1 Article; 2,889 Posts

Specializes in Ante-Intra-Postpartum, Post Gyne.
Nurses don't eat their young. They watch their young starve to death.

What do you expect nurses to do? Give up their jobs for new grads? Drop to part-time so a new grad can take her/his other half? (This would never work by the way, the hospital doesn't want to pay for TWO benefited persons, TWO sets of workman's comp). Work extra shifts for free to train new grads?

I have gotten several new grads hired by pushing them on management and really "selling them", but beyond that I can't force my hospital to hire new grads that cost money that the hospital DOESN'T HAVE.

People are not insensitive for disagreeing with this petition, most simply don't believe it's the way.

We are all at the mercy of this recession, many occupations are; it's not just nursing. Calling experienced nurses names isn't going to be what helps you, nor is signing a petition that is never going to even seen by the president...our problems always seem bigger because they are OUR problems...there are a lot of more important things the president SAID he was going to do that we are still waiting on, don't expect him to solve this one anytime soon. If you want this fixed your going to have to go through other channels...possibly that being yourself.

Part of the issue I see with this problem is steaming from a large percentage of the graduates coming from the "participation trophy" generation. I spoke with a new grad last year who told me the woes of a "glowing" resume that I couldn't believe didn't get her a nursing job, especially since she was already working as an aid...months later I spoke with one of her teachers whom I am friends with and told her the sad story I heard...her reply "are you kidding me, XXXX was so lazy in class, she did the bare minimum in clinical and barely passed many of her classes"...I hate to say it, but just because you graduated from nursing school doesn't mean your going to get a job. I am not telling people to give up, just to give up the attitude of self entitlement.

JZ_RN

590 Posts

Specializes in Oncology.
It pays to do your own research...these schools are "telling them" AKA advertising...

The semester before I graduated, everyone in my friends class were offered jobs, many immediately after their interviews. My semester was the first to graduate during the recession and many didn't get jobs or accepted the reality that starting out in a nursing home was in the cards for them. That was nearly FOUR years ago, new grads not getting jobs is not a new thing.
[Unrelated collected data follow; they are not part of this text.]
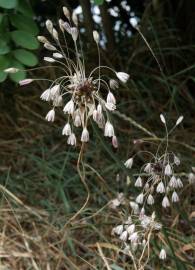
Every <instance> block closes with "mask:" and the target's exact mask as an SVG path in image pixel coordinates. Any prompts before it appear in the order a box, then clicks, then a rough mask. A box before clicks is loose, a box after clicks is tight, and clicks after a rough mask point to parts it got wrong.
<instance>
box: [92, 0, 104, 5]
mask: <svg viewBox="0 0 195 270" xmlns="http://www.w3.org/2000/svg"><path fill="white" fill-rule="evenodd" d="M103 3H104V0H94V4H96V5H102V4H103Z"/></svg>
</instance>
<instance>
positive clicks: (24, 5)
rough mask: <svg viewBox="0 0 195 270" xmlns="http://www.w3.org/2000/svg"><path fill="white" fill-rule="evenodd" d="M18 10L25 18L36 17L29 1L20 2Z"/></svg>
mask: <svg viewBox="0 0 195 270" xmlns="http://www.w3.org/2000/svg"><path fill="white" fill-rule="evenodd" d="M16 9H17V10H18V11H20V12H21V13H22V14H24V15H25V16H29V17H31V18H32V17H33V16H34V12H33V10H32V8H31V6H30V5H29V3H28V1H26V0H18V5H17V8H16Z"/></svg>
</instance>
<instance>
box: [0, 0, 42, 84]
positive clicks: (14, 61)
mask: <svg viewBox="0 0 195 270" xmlns="http://www.w3.org/2000/svg"><path fill="white" fill-rule="evenodd" d="M33 16H34V13H33V10H32V8H31V6H30V5H29V3H28V1H26V0H2V1H0V82H3V81H4V80H6V78H7V76H8V75H7V74H6V73H4V72H3V70H4V69H5V68H8V67H10V66H11V67H17V68H20V69H21V70H25V67H33V66H35V65H37V63H38V59H37V56H36V55H35V54H34V53H32V52H31V50H36V49H37V48H38V46H39V43H38V41H37V40H36V35H37V34H38V32H39V29H38V27H37V24H36V23H35V22H34V20H33ZM25 77H26V72H25V71H20V72H19V73H17V74H9V78H10V79H11V80H12V81H15V82H18V81H19V80H21V79H24V78H25Z"/></svg>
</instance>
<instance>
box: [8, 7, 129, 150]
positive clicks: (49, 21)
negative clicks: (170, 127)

It's been long enough that nurses that are graduating today, and even those from a year or two ago for ASN grads, that this problem was going on BEFORE they started nursing school...one trip to this website would have told them that.
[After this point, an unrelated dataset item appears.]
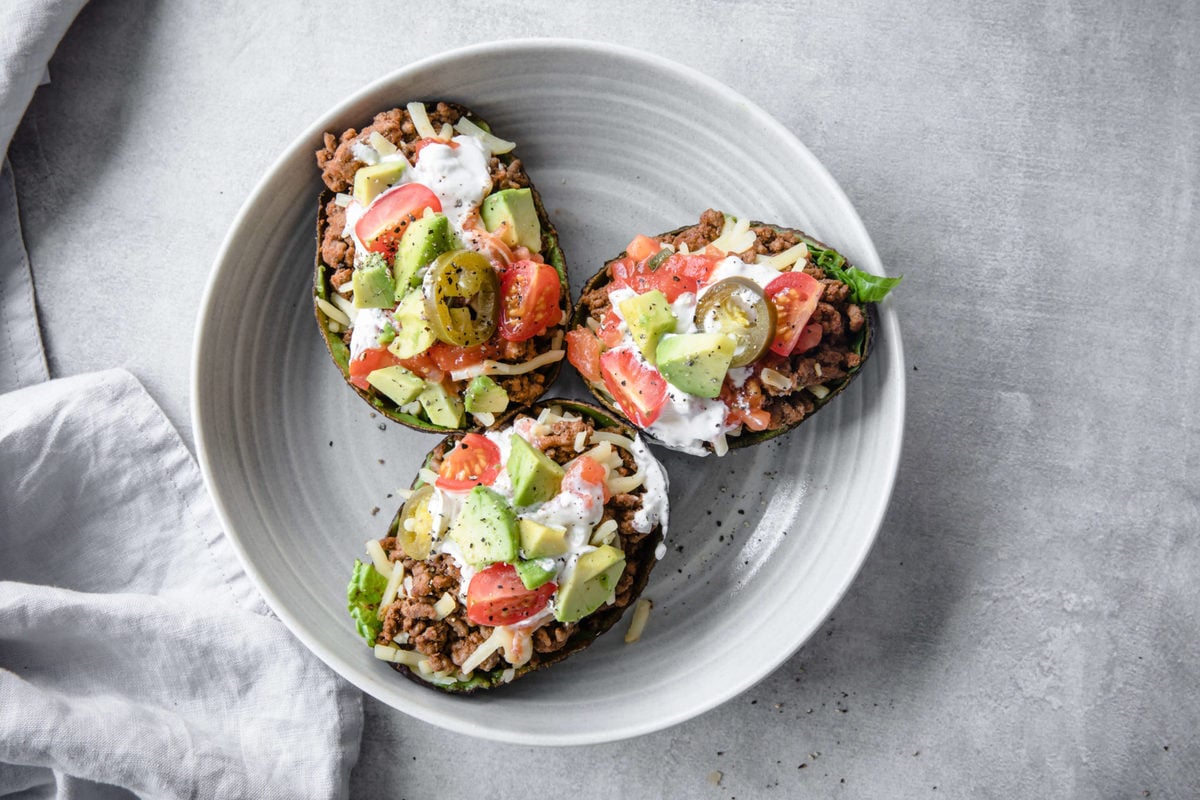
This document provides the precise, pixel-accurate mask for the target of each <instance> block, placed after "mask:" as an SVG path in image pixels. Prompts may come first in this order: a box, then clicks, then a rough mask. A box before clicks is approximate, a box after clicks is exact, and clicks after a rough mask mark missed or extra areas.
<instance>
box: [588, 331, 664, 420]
mask: <svg viewBox="0 0 1200 800" xmlns="http://www.w3.org/2000/svg"><path fill="white" fill-rule="evenodd" d="M600 373H601V374H602V375H604V385H605V386H606V387H607V389H608V393H610V395H612V396H613V399H616V401H617V405H619V407H620V410H622V411H623V413H624V414H625V416H628V417H629V419H630V420H632V422H634V425H636V426H637V427H640V428H644V427H646V426H648V425H652V423H653V422H654V421H655V420H656V419H659V414H661V413H662V405H664V404H665V403H666V402H667V381H666V380H665V379H664V378H662V375H660V374H659V371H658V369H655V368H654V367H652V366H649V365H647V363H644V362H642V361H641V360H638V357H637V355H636V354H635V353H634V351H632V350H607V351H606V353H602V354H601V355H600Z"/></svg>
You ever stop to think maybe some people don't have internet access when they're brand new college students, struggling to pay bills on their own and pay tuition? I know I didn't.

llg, PhD, RN

13,469 Posts

Specializes in Nursing Professional Development.

It's not as if they are pumping out as many graduates as are assumed. They are supplying as many graduates as they did in the past, but with cut throat competition to get in.

QUOTE]

In my area, there has been a dramatic increase in the number of RN graduates. New (mostly for-profit) schools have opened up in the last 5 years. These schools have very low standards for admission (except an outrageously high price tag) and are providing a sub-standard education. They teach people how to pass NCLEX, but not how to be a good nurse. They have limited access to the best clinical sites (which are already occupied by the traditional schools) -- and are hiring some very minimally-qualified instructors. My hospital almost never seriously considers hiring new grads from those schools. So yes, my region has a lot of new grads complaining that they can't get jobs -- and with little hope of getting an RN job in one of the "better" hospitals in the area.
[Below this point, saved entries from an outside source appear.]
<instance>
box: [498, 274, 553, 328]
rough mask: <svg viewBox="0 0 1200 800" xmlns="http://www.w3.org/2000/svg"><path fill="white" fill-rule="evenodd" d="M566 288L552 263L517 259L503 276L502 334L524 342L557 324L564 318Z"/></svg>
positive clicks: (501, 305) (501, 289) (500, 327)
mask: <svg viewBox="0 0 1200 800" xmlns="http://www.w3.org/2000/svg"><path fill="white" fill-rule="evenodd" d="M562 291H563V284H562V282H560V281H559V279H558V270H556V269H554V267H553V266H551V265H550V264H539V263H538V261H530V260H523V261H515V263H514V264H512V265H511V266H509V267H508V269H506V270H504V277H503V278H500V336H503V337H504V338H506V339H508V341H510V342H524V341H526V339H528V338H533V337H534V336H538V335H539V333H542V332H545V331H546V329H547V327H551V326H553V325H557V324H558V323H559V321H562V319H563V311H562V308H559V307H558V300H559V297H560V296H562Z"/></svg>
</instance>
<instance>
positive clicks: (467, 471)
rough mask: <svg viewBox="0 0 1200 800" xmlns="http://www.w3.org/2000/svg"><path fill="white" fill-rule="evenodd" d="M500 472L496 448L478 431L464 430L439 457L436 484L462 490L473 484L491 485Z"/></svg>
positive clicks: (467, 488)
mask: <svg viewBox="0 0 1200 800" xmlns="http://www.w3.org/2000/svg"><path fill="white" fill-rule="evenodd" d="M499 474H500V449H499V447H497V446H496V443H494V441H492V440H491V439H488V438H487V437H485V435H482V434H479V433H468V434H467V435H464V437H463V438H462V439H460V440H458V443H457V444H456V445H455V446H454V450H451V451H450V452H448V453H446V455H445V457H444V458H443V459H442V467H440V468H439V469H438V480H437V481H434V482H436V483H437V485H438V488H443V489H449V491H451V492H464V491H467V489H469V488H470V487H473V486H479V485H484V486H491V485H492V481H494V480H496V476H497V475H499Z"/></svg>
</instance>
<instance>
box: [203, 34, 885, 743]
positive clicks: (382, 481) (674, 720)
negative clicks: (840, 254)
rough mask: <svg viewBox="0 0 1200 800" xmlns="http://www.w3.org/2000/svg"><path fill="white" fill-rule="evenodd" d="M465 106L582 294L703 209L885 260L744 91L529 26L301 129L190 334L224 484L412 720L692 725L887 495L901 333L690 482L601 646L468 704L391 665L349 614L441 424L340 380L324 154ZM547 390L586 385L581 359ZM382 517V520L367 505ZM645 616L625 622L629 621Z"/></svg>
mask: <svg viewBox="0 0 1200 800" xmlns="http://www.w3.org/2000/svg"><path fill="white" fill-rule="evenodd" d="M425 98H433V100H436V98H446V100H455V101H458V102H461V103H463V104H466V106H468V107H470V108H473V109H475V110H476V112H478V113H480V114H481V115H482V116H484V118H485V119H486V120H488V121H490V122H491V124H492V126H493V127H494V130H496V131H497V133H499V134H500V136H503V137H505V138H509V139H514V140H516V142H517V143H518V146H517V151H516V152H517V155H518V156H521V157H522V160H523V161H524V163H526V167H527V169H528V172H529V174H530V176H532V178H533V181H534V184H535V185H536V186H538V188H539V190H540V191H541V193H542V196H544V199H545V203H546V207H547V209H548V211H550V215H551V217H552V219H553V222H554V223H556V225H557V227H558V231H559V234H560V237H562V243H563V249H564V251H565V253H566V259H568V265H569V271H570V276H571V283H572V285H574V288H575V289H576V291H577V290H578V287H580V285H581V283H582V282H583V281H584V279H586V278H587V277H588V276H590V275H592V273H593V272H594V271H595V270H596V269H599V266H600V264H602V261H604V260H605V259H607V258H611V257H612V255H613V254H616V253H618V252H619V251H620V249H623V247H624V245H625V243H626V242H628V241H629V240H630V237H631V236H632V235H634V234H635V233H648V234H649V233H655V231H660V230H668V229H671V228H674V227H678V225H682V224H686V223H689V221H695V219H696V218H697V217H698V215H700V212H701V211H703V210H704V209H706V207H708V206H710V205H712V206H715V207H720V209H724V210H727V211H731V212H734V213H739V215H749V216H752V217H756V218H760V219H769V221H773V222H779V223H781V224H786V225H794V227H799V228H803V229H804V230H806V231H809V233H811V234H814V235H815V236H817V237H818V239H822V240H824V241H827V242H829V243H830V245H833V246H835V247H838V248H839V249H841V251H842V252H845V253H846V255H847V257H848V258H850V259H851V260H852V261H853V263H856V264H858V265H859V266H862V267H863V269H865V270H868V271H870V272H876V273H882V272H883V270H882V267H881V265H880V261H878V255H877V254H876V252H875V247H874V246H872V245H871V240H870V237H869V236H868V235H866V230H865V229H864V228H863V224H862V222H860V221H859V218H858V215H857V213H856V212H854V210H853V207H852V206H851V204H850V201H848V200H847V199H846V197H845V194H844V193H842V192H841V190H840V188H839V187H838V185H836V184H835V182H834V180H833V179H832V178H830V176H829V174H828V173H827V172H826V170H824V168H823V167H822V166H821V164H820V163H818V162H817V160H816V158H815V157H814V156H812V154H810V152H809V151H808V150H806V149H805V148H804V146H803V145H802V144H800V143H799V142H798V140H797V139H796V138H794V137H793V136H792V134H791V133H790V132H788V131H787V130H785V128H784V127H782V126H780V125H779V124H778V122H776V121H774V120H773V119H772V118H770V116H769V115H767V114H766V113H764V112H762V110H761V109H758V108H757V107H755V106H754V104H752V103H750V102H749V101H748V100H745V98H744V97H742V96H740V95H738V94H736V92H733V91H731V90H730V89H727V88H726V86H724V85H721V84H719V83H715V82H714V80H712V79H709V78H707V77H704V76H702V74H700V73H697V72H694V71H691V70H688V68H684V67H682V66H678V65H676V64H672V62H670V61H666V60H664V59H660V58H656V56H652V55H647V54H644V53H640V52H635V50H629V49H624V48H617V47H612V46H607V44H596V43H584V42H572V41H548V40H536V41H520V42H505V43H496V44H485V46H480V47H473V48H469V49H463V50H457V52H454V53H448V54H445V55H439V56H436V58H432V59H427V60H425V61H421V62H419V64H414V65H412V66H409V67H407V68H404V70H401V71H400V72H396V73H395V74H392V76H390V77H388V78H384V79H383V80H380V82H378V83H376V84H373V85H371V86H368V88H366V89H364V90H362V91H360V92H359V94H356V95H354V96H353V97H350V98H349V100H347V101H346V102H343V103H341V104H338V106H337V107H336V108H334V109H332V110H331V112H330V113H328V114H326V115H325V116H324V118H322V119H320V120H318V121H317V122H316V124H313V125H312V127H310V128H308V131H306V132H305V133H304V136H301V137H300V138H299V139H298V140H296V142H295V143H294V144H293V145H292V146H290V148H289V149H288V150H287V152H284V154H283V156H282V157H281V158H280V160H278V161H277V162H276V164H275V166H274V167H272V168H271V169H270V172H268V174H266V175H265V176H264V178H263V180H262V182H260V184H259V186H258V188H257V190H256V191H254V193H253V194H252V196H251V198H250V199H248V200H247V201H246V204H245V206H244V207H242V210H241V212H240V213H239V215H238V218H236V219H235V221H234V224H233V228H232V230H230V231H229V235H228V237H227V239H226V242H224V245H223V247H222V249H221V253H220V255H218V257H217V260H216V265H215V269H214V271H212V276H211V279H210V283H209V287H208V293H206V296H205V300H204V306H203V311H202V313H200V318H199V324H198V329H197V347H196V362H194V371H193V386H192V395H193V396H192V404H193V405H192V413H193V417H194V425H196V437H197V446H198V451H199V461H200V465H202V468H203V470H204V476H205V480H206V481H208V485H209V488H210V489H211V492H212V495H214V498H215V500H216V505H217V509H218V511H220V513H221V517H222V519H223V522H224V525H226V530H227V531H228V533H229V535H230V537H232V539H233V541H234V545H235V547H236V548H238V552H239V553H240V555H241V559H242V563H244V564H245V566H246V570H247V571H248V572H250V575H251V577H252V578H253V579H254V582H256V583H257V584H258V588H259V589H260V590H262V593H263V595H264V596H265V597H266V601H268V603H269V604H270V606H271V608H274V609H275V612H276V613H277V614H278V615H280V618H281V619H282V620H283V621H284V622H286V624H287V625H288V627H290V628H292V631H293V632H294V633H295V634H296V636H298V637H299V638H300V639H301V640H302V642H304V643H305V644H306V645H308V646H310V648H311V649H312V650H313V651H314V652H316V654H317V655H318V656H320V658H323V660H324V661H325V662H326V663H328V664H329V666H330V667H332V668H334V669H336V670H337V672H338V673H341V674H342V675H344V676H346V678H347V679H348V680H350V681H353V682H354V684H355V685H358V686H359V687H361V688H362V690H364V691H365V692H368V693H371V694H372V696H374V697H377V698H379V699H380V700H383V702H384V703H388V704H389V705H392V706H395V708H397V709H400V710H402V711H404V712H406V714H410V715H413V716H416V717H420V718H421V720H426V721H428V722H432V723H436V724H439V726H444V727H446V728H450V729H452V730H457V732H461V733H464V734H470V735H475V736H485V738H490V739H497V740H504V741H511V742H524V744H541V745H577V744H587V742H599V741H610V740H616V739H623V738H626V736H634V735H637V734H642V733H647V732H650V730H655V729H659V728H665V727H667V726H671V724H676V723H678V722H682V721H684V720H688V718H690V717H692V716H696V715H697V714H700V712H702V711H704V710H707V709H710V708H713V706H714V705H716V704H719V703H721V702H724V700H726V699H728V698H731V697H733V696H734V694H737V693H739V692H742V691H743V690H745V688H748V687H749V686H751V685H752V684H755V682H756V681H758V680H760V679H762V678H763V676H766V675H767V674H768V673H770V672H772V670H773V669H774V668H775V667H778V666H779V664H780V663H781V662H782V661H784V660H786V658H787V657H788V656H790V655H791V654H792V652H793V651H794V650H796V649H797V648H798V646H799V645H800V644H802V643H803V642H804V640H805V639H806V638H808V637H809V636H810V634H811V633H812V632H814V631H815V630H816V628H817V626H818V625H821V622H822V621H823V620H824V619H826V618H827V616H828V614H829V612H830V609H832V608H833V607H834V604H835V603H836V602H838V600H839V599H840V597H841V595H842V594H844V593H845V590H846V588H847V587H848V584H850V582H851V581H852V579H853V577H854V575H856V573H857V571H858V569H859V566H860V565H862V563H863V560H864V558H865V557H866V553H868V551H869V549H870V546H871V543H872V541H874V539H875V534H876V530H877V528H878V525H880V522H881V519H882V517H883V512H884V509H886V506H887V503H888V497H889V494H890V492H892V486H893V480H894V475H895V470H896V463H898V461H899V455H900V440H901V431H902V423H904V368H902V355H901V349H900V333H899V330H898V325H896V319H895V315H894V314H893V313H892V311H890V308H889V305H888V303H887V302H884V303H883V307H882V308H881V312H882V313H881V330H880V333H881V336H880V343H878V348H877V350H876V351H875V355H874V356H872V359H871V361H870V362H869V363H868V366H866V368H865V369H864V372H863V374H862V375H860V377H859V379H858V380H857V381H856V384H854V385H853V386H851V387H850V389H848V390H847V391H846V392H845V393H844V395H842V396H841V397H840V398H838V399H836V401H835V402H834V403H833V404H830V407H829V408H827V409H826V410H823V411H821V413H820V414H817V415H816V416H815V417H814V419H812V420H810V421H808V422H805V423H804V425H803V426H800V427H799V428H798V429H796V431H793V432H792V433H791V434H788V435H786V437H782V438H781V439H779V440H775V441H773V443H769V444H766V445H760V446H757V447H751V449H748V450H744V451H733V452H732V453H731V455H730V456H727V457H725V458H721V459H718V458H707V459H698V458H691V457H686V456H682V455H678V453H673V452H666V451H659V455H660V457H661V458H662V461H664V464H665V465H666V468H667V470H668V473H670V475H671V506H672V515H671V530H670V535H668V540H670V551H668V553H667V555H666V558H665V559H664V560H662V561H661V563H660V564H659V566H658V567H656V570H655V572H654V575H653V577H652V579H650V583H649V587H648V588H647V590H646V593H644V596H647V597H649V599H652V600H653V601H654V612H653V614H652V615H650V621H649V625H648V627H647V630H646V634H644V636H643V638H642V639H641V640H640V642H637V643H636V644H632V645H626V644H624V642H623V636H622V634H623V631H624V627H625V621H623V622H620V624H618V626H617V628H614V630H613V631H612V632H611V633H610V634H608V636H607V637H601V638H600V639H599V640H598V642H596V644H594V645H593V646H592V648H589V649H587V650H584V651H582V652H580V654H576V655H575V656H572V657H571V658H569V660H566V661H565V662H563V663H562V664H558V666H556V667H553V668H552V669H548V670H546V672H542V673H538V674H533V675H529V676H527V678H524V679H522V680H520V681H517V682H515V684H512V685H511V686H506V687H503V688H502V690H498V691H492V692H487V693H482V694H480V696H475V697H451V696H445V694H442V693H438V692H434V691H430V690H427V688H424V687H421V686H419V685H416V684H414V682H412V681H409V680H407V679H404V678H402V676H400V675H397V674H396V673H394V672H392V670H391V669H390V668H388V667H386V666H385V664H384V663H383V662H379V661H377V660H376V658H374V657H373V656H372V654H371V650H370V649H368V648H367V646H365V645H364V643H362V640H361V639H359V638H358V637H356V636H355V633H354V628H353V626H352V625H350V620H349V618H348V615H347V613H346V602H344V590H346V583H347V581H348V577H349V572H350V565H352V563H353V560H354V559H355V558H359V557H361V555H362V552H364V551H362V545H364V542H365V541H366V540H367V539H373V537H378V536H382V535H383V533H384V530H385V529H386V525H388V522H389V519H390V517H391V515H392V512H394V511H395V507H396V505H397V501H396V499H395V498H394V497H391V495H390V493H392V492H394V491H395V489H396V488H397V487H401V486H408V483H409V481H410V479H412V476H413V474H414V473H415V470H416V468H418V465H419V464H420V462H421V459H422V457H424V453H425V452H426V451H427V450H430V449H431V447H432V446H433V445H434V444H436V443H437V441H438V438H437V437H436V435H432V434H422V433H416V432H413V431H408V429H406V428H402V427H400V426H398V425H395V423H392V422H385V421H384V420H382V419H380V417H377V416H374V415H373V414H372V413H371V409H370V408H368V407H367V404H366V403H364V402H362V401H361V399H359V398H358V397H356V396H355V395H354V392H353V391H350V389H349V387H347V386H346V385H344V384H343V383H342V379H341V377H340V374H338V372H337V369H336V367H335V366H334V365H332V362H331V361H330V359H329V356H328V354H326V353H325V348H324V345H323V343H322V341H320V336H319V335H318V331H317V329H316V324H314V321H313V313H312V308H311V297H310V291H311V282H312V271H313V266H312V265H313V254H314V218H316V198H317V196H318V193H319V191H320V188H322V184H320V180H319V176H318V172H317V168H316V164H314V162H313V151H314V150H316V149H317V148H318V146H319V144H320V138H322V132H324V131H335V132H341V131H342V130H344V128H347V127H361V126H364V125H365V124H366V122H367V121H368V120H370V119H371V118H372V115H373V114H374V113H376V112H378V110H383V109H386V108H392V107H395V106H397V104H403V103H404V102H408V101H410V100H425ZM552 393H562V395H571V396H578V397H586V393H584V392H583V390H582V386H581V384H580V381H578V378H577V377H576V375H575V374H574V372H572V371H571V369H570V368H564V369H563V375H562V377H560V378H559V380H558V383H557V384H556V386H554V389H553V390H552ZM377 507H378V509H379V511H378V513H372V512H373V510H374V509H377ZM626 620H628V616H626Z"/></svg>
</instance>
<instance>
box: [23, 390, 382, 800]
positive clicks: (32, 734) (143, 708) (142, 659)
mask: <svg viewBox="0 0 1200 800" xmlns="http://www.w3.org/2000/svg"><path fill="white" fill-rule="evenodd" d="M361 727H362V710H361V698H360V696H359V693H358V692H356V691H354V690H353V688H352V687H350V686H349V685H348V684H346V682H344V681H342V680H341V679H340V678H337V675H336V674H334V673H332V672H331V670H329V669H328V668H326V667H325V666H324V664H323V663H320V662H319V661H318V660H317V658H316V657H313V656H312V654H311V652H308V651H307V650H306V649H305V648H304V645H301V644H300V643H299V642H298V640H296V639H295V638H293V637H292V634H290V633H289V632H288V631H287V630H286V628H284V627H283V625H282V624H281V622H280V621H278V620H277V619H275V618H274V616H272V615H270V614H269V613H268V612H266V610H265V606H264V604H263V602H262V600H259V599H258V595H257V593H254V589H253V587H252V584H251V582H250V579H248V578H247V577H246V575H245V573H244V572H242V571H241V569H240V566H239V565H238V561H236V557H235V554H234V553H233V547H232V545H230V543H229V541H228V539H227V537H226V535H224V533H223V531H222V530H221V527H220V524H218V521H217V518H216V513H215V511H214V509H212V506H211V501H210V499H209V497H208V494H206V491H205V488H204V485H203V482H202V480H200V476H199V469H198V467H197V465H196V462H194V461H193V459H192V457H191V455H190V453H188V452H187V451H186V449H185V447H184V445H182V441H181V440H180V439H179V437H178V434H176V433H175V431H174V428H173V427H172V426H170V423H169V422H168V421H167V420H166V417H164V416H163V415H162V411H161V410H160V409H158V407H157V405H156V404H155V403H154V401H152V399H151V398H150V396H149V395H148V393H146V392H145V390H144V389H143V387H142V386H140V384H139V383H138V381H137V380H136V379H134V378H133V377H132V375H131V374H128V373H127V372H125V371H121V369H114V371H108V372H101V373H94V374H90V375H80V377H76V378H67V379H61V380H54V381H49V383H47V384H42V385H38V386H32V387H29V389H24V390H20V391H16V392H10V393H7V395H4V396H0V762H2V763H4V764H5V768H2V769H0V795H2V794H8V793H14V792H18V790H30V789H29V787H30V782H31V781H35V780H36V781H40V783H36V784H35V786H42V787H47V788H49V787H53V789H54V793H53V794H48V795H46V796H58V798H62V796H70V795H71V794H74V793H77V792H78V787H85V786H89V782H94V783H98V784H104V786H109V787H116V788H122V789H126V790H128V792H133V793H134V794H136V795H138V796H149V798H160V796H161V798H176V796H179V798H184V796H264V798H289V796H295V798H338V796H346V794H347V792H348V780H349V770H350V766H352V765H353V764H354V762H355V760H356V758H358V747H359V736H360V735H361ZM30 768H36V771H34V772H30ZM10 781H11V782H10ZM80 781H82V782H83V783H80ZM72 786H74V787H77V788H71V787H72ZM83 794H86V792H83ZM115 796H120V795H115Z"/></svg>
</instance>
The better schools have either held their class sizes constant or increased them only slightly over the past few years -- because they don't want to expand their programs beyond the availability of high quality faculty members and clinical placements. We regularly hire new grads from those programs. Yes, they are competitive to get in ... and require a greater committment of time and effort from the student to complete. (But they are not more expensive.)